As in April, from this distance I can offer no perspective on Charlotte’s overall health, medical prospects or quality of life. I stand shoulder-to-shoulder with her parents, however, in saying that her level of care should be up to them and not to the state.

The state’s argument, of course, is that it’s paying the bills and therefore has the right to decide how and when care is appropriated. This position is coincidentally highlighted by this story from the New York Times reporting that an average of one private (and therefore illegal) health clinic per week is opening in our socialized neighbor to the north, Canada. The clinics are opening in response to demand from citizens willing to pay out of their own pockets to get needed surgery to improve the quality of their lives. As the head of one of these new clinics stated, “This is a country where a dog can get a hip replacement in under a week and in which a human can wait two or three years.”

The article also notes that Canada is the only industrialized nation to outlaw privately purchased medical care.

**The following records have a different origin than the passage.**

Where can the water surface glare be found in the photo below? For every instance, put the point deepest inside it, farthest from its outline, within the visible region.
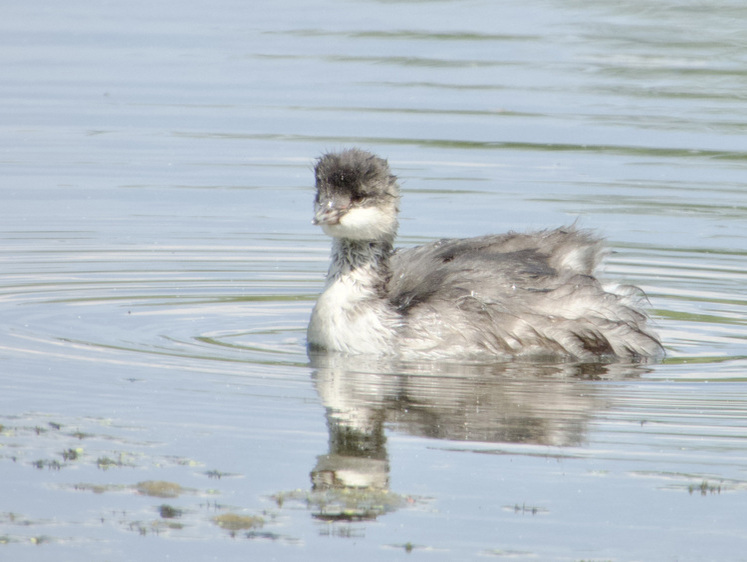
(159, 266)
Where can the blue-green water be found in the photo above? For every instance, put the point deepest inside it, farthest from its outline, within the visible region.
(159, 266)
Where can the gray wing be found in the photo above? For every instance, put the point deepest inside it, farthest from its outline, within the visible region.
(516, 294)
(491, 265)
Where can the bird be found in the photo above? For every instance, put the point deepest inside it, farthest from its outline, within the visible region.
(502, 296)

The new clinics are encouraged, however, by a Canadian Supreme Court ruling last year that a Quebec provincial ban on private health insurance was unconstitutional when people are suffering and even dying on waiting lists. I suppose if you’re one of those people on a list it’s probably a good thing for you that drugs are so cheap.

But that’s still not the whole story as far as this post is concerned. As Amy Ridenour notes, here’s what one of the leading lights of our own “reality-based community”, Sen. Ted Kennedy, had to say in a speech last year:

…I propose that, as a 40th birthday [of Medicare] gift to the American people, we expand Medicare over the next decade to cover every citizen from birth to the end of life …

… I call this approach Medicare for all, because it will free all Americans from the fear of crippling medical expenses and enable them to seek the best possible care when illness strikes …

… Right-wing forces will unleash false attack ads, ranting against socialized medicine and government-run health care … Today we are immunized against such attacks by the obvious success of Medicare. It is long past time to extend that success to all…

(You can read Kennedy’s entire speech here, but doing so will make you glad you can still buy aspirin over the counter.)

Amy goes on to note that this “successful” plan is currently underfunded for future obligations by $29.7 trillion — more than seven times that of Social Security, and that the system as currently constructed will go broke in 2020, 21 years ahead of Social Security.

We’ve seen what this system leads to in the UK and in Canada, and what is already happening here. And if mental capacity should become a standard for determining whether someone should be resuscitated or not then Sen. Kennedy should look at Charlotte Wyatt and feel humbled … and very, very concerned.